Bevor ich über meine Reise nach Israel schreibe, möchte ich, dass Sie wissen, dass ich die politischen Gemengelage im Nahen Osten durch die „kurdische Brille“ sehe: die bringt mich immer wieder dazu, zu vergleichen und Parallelen zu meinem eigenen Volk zu ziehen.

Der Anfang meiner Geschichte beginnt mit meiner Fahrt zum Flughafen. Dies schreibe ich nicht, um weit auszuholen, sondern es ist eine traurige Wahrheit, dass sich ein Flug nach Israel durch besondere Sicherheitsmaßnahmen von allen anderen Flügen auf dieser Welt unterscheidet. Am Flughafen München fliegen die Flüge nach Israel von einem gesonderten Terminal ab. Dieser Terminal befindet sich in einem abgeschiedenen Teil des Münchner Flughafens und wird von einer Mauer umschlossen, bewacht von einigen Polizisten mit Sturmgewehren und einem Polizeipanzer. Schon vor dem Ankommen wird man einige Gedanken nicht los: Warum ist das nötig? Wieso müssen Juden noch immer um ihr Leben fürchten, nur weil sie Juden sind? 

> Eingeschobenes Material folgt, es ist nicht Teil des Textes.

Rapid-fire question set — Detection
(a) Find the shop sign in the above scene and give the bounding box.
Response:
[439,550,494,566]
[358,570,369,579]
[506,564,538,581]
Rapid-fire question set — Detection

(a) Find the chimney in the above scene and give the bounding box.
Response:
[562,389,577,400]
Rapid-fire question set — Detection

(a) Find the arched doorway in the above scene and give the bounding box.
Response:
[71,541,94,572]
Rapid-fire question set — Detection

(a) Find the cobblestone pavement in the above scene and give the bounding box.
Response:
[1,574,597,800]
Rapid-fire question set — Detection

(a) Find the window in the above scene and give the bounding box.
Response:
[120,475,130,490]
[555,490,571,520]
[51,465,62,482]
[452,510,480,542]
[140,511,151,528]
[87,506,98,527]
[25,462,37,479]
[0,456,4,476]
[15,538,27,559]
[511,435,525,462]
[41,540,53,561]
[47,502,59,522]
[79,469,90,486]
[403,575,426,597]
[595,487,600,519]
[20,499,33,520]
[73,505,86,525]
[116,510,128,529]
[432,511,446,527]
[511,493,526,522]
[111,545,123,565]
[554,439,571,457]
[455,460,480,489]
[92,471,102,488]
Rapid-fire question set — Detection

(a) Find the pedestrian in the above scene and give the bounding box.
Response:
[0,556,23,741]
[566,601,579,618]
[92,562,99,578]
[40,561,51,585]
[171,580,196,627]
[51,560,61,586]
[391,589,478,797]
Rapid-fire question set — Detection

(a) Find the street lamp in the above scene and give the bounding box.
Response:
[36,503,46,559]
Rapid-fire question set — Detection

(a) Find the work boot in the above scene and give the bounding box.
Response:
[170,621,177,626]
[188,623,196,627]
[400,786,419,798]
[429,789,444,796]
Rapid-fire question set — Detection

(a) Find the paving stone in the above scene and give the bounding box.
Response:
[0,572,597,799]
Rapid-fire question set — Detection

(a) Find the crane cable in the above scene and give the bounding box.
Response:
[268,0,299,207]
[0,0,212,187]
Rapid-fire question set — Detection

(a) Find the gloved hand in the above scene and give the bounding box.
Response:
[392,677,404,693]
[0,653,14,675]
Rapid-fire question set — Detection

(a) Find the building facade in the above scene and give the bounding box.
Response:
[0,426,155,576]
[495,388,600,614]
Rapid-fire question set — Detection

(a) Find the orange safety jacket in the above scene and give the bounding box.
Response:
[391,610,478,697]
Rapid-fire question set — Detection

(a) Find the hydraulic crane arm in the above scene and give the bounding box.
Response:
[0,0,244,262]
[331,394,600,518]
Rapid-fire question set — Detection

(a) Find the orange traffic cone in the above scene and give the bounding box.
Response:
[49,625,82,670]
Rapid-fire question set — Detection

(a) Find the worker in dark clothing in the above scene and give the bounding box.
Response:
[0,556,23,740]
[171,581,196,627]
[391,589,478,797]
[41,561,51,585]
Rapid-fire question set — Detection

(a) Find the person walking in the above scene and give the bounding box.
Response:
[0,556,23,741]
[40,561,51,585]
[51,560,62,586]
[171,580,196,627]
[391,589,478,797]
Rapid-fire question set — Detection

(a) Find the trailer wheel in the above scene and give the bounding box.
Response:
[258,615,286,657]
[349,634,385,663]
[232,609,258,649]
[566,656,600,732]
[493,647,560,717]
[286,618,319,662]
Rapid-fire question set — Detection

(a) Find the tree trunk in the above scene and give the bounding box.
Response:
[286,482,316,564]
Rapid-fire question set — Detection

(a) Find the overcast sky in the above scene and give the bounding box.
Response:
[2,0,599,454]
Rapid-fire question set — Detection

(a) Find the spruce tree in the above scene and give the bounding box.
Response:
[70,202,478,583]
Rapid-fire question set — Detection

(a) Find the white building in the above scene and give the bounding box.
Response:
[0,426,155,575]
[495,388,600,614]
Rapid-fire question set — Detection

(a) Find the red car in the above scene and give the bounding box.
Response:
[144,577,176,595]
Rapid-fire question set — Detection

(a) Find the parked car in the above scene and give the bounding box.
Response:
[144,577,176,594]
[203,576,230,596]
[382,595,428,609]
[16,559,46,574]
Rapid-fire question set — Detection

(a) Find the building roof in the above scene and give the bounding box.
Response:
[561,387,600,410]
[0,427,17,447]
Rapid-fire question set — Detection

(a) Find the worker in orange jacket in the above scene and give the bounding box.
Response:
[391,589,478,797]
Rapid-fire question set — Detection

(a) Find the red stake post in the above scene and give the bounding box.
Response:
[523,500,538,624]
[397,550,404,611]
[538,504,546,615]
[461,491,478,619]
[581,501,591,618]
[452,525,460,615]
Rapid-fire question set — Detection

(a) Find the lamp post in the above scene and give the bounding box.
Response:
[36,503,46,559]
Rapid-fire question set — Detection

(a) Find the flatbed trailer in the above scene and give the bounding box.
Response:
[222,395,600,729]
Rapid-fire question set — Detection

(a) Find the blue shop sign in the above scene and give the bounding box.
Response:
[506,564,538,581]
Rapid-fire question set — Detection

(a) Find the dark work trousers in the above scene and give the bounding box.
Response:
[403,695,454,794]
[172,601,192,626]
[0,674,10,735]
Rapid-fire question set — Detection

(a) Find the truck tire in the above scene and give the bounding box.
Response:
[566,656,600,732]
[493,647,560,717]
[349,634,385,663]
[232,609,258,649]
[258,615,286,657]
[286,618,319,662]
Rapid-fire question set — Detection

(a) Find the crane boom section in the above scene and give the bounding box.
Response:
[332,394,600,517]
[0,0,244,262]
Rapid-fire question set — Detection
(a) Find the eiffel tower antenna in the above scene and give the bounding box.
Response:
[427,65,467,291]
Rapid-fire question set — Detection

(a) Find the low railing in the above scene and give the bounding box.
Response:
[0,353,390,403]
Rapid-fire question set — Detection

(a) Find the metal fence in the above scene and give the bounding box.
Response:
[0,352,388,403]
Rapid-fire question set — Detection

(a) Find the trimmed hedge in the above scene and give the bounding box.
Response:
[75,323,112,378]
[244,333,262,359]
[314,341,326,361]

Sicherheitsmaßnahmen haben diese Reise vom Anfang bis zum Ende geprägt.

Dreieinhalb Stunden später steige ich aus dem Flugzeug aus. An der Passkontrolle werde ich gefragt, wie die Namen meines Vaters und meines Großvaters lauten. Nachdem ich den Beamten sagte, dass mein Opa Süleyman heißen würde, wurde ich eine Stunde aufgehalten. Ich musste in einem Büro meine Unterlagen vorzeigen und einige Fragen beantworten. Im Grunde war das Prozedere weder abwertend noch entwürdigend. Wenn man über die besondere Situation des Staates Israels nachdenkt, hat man Verständnis für die erhöhten Sicherheitsmaßnahmen. Später erfuhr ich, dass Kontrollen dieser Art sehr oft vorkommen. 

Nachdem ich grünes Licht bekommen hatte, fuhren wir zum Hotel. Es lag an einem wunderschönen Strand mit Palmen und türkisem Wasser. Wegen des Eurovision Songcontests herrschte überall eine ausgelassene Stimmung. Zum Abendessen stand im Rahmen des Interchange Programms der American Jewish Agency (AJC) schon unsere erste Begegnung an.  

Bevor ich darüber spreche, komme ich um eine Randbedingung nicht herum: Das Essen in Israel ist ein kulinarisches Fest für die Geschmacksknospen und allein der Reise wert!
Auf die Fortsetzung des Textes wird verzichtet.